Using nmake with wildcards in the makefile
NMAKE pattern rules are a lot like GNU make old-school suffix rules. In your case, you had it almost right to begin with, but you were missing the .SUFFIXES declaration. For example:
.SUFFIXES: .bmml .png
.bmml.png:
@echo Building $@ from $<
I think this is only part of your solution though, because you also mentioned wanting to avoid explicitly listing all of the files to be converted. Unfortunately, I don't know of a very clean way to do that in NMAKE, since it only expands wildcards in dependency lists, and what you really want in your dependency list is not the list of files that already exist (the *.bmml files), but the list of files that will be created from those files (the *.png files). Nevertheless, I think you can achieve your goal with a recursive NMAKE invocation like this:
all: *.bmml
$(MAKE) $(**:.bmml=.png)
Here, NMAKE will expand *.bmml
in the prereq list for all
into the list of .bmml files in the directory, and then it will start a new NMAKE instance, specifying the goals to build as that list of files with all instances of .bmml
replaced by .png
. So, putting it all together:
.SUFFIXES: .bmml .png
all: *.bmml
@echo Converting $(**) to .png...
@$(MAKE) $(**:.bmml=.png)
.bmml.png:
@echo Building $@ from $<
If I create files Test1.bmml and Test2.bmml and then run this makefile, I get the following output:
Converting Test1.bmml Test2.bmml to .png...

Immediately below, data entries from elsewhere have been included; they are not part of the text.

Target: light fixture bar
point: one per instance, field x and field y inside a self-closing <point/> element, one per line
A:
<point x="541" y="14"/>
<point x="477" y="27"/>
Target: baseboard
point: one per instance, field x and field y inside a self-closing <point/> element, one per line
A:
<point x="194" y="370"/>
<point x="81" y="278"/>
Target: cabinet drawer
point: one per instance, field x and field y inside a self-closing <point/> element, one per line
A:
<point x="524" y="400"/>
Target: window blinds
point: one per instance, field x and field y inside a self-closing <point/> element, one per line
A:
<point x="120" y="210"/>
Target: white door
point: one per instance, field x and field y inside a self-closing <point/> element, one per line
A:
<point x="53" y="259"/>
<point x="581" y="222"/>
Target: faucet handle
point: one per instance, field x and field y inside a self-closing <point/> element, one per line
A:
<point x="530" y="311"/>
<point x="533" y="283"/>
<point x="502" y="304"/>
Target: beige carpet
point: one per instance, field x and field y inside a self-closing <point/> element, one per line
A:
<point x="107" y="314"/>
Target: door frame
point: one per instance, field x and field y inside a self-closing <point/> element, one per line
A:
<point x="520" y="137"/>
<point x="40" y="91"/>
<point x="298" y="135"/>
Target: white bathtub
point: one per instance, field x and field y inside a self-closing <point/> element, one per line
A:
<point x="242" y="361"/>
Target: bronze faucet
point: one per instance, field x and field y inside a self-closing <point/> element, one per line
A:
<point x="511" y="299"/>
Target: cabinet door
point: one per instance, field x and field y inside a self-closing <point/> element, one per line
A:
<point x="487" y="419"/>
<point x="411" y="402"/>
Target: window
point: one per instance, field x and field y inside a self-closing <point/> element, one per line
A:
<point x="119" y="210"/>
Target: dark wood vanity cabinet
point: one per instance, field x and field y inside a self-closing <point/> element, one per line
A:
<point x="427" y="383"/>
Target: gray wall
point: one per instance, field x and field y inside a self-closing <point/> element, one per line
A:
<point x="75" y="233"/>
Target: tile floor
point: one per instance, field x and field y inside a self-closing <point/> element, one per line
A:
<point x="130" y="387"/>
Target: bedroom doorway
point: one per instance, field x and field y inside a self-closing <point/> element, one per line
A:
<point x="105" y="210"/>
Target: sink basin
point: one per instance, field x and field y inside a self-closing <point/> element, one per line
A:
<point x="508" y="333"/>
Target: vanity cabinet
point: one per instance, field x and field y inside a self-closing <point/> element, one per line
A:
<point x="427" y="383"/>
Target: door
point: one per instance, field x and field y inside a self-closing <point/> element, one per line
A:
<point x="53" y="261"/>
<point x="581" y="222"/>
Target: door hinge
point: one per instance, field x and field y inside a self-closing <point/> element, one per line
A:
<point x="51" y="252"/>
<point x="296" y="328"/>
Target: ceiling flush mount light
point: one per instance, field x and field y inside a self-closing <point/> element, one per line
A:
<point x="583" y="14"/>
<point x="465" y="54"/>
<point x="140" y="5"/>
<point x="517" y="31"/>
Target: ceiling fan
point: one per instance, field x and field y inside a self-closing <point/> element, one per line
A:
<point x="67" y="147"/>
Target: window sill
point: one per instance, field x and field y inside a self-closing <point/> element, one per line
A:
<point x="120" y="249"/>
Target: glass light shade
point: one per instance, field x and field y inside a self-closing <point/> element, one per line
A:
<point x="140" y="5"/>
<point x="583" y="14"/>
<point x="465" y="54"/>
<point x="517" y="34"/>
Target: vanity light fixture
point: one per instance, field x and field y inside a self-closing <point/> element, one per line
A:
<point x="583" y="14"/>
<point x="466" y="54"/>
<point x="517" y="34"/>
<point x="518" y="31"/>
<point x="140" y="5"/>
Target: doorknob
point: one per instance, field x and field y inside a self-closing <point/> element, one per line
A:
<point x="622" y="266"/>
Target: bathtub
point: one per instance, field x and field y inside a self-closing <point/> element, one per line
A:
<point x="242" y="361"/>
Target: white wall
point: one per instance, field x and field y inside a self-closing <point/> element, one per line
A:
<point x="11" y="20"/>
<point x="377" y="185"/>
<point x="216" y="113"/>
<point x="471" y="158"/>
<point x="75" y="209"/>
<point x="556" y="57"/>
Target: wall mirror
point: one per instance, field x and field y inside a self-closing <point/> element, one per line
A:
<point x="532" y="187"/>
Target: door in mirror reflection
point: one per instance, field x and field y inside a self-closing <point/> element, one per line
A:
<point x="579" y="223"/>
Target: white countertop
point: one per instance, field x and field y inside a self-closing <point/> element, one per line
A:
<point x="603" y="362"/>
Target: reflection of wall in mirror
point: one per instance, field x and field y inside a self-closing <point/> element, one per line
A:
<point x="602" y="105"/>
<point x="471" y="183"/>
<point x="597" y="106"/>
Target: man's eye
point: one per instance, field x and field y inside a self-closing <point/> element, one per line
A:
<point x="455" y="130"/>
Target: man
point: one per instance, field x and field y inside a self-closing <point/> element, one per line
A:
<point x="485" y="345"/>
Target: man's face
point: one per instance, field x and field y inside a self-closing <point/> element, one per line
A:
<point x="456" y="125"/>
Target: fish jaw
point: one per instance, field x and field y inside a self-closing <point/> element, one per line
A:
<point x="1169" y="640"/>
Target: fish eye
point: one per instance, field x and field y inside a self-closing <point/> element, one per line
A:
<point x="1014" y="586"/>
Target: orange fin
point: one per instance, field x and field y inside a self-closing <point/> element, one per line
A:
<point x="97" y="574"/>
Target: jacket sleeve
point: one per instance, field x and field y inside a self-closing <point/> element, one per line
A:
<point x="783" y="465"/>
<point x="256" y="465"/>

Building Test1.png from Test1.bmml
Building Test2.png from Test2.bmml
Of course, if you have very many of these .bmml files, you may run afoul of command-line length limitations, so watch out for that. In that case, I recommend either explicitly listing the source files, or using a more capable make tool, like GNU make (which is available for Windows in a variety of forms).